O economista do ASA Leonardo Costa corrobora a percepção de que o viés para o juro hoje é de alta. Ele avalia que o Copom está agora tentando “ganhar tempo” enquanto aguarda novos elementos para a tomada de decisão, uma vez que a ata reforçou a visão do Banco Central de cenário “mais desafiador” para a política monetária.
Por essa conjuntura, a casa projeta a manutenção do juro básico até o fim do próximo ano. Antes, a projeção era de retomada do afrouxamento monetário em 2025.
BC acerta ao endurecer discurso e manter cautela
O cenário de turbulência no mercado financeiro mundial nos últimos pregões jogou a favor do Banco Central brasileiro, que endureceu mais uma vez o tom na ata do Copom, divulgada ontem, mas pediu mais tempo para decidir o que fazer.
O BC foi enfático ao dizer que “não hesitará” em subir a Selic em caso de piora do cenário, mas também afirmou que não há estratégia definida e que pode também, simplesmente, manter os juros em 10,5% por tempo prolongado.
De um jeito ou de outro, o tom foi mais duro em relação ao comunicado inicial da reunião, e isso será importante para que o BC ganhe mais credibilidade durante as incertezas em torno da transição para o presidente do banco.
Com o risco de recessão nos EUA e a forte volatilidade dos ativos, essa parece ser a estratégia mais adequada até a próxima reunião, em setembro. A única certeza, por ora, é de que não há previsão de novos cortes da Selic, como defendem vários integrantes do governo Lula. Isso é importante para mostrar que a nova diretoria tem uma visão técnica e que não pretende sucumbir a pressões políticas.

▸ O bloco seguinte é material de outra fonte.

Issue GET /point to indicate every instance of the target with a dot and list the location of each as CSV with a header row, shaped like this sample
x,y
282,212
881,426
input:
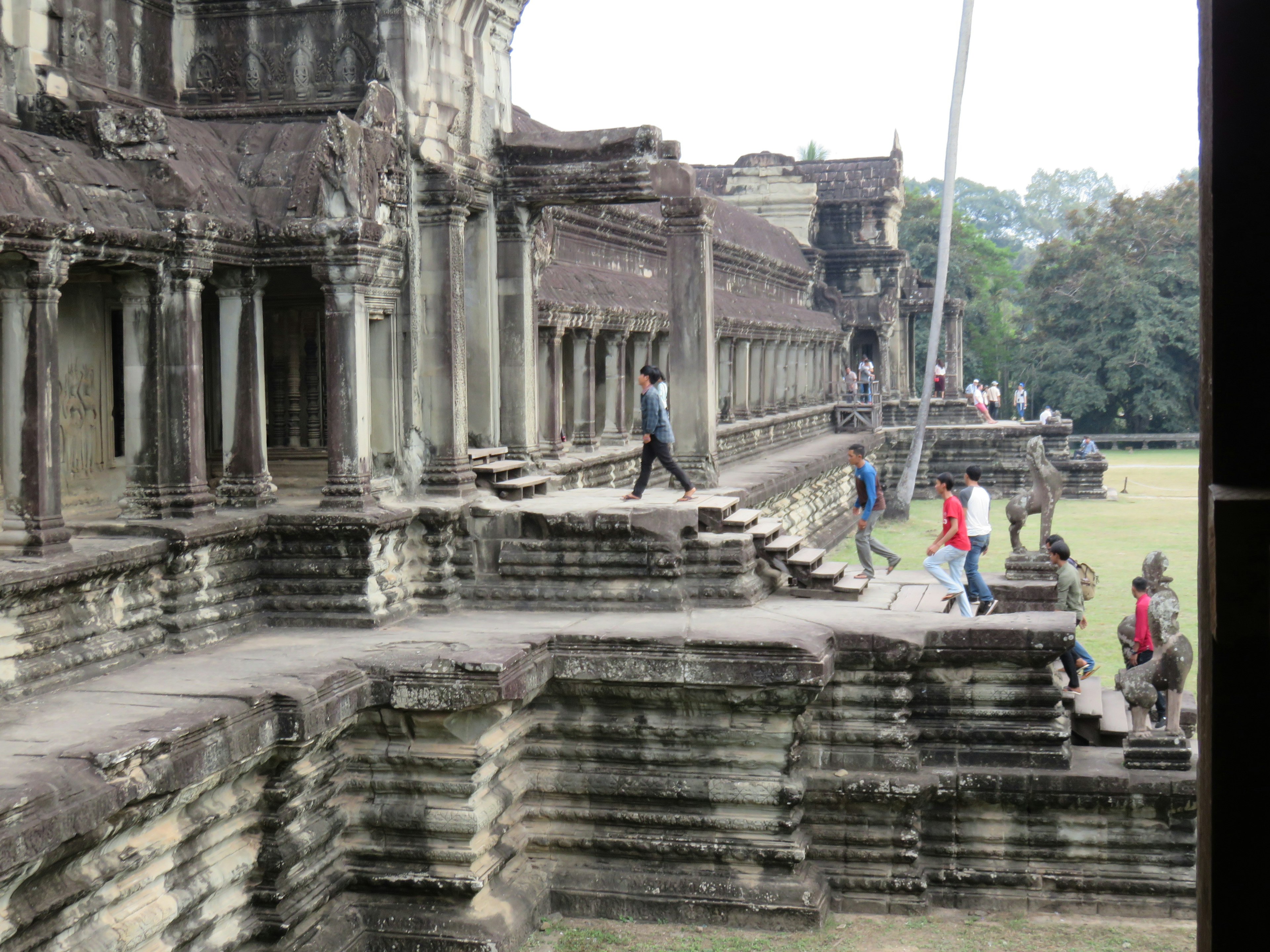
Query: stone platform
x,y
452,778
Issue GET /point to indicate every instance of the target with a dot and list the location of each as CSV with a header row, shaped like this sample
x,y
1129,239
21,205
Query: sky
x,y
1109,84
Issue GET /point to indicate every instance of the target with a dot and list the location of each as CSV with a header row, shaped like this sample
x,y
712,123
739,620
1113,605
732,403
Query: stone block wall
x,y
755,778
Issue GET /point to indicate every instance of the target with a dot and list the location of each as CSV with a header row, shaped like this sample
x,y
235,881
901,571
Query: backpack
x,y
1089,580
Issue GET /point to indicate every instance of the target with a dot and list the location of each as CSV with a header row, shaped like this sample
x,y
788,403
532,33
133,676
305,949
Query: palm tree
x,y
813,153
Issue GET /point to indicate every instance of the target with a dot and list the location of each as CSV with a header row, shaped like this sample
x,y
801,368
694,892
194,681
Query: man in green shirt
x,y
1070,600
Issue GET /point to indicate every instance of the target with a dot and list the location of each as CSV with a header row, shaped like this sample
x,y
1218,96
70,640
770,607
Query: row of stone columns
x,y
759,377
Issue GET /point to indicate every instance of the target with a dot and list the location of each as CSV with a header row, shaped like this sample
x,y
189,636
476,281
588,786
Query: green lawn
x,y
879,933
1160,511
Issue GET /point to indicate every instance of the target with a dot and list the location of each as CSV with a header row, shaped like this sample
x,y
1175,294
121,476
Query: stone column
x,y
483,319
741,380
615,389
349,389
443,346
726,393
32,524
955,382
553,343
143,498
517,329
693,376
183,464
585,389
246,482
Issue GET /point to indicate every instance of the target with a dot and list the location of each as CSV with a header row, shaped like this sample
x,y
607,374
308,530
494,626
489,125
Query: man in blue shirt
x,y
658,437
869,506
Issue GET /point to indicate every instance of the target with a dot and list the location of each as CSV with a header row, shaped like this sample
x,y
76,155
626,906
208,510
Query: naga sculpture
x,y
1046,492
1174,657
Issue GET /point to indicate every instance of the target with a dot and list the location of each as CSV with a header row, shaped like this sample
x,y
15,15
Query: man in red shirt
x,y
1145,648
947,555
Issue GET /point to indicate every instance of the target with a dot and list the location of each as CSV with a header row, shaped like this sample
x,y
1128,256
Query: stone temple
x,y
322,625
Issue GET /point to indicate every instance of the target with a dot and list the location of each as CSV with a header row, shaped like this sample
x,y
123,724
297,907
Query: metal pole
x,y
909,482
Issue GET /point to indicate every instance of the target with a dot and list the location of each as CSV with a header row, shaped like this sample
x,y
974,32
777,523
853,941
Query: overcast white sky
x,y
1109,84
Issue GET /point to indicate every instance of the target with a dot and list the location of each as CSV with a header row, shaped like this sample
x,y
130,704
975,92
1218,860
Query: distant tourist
x,y
1085,662
994,398
976,502
945,556
1070,600
1145,648
978,400
658,436
869,507
1087,449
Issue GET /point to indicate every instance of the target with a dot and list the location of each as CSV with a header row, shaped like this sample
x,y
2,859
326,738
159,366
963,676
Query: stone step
x,y
766,531
1116,716
741,520
523,488
1089,702
484,455
806,562
713,511
783,546
909,600
826,575
851,587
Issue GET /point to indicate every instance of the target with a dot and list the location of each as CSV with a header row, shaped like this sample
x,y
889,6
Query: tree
x,y
999,214
980,272
813,153
1052,196
1116,313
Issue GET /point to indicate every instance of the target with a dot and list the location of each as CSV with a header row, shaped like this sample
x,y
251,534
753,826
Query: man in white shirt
x,y
976,502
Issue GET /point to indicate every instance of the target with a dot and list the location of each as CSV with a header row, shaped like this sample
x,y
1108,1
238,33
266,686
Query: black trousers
x,y
1069,659
657,450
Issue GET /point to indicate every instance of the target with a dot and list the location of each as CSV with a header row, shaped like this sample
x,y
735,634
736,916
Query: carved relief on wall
x,y
82,422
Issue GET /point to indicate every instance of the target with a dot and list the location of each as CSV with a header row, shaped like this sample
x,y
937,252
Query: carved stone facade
x,y
277,281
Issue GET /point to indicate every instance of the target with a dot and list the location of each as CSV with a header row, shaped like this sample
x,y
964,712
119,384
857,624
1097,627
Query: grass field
x,y
879,933
1160,511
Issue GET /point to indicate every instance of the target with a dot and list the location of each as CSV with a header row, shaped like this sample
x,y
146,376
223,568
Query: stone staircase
x,y
811,577
506,478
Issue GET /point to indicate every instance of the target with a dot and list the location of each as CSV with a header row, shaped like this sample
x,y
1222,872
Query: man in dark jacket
x,y
658,437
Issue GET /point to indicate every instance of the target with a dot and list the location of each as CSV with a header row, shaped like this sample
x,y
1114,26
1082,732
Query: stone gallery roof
x,y
233,172
582,287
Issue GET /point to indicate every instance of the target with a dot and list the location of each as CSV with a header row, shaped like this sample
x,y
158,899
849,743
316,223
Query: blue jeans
x,y
951,577
975,582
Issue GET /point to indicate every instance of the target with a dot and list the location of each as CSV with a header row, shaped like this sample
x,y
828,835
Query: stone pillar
x,y
741,380
585,389
782,370
955,382
32,524
481,313
246,482
726,393
349,390
443,346
553,343
517,331
183,461
693,376
615,389
143,498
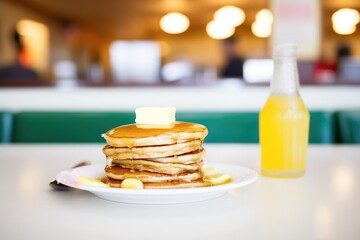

O tamanho da ata desta reunião já demonstra como o cenário ficou mais desafiador, com sete parágrafos a mais em relação ao texto da reunião de junho. O parágrafo mais importante é o 25, no qual o BC dá os três principais recados: não há cenário fechado sobre o que vai fazer, pode manter a Selic, pode elevar a taxa.
Em seu balanço de riscos para a inflação, o BC também ficou mais pessimista, ao afirmar que, “durante as discussões, todos os membros concordaram que há mais riscos para cima na inflação, inclusive com vários membros enfatizando a assimetria do balanço de riscos”.
Com o cenário externo mais duvidoso e com o mercado precificando riscos tanto na política fiscal quanto na política monetária, o BC acerta ao indicar que pode subir a Selic, mas sem se comprometer com qualquer decisão. A volatilidade está extremamente elevada, e um passo em qualquer direção pode rapidamente se transformar em um grande equívoco.
Como os juros reais no País permanecem elevados, ninguém poderá, neste momento, acusar o BC de ser leniente com a inflação. O melhor, neste momento, é endurecer o discurso e manter a cautela.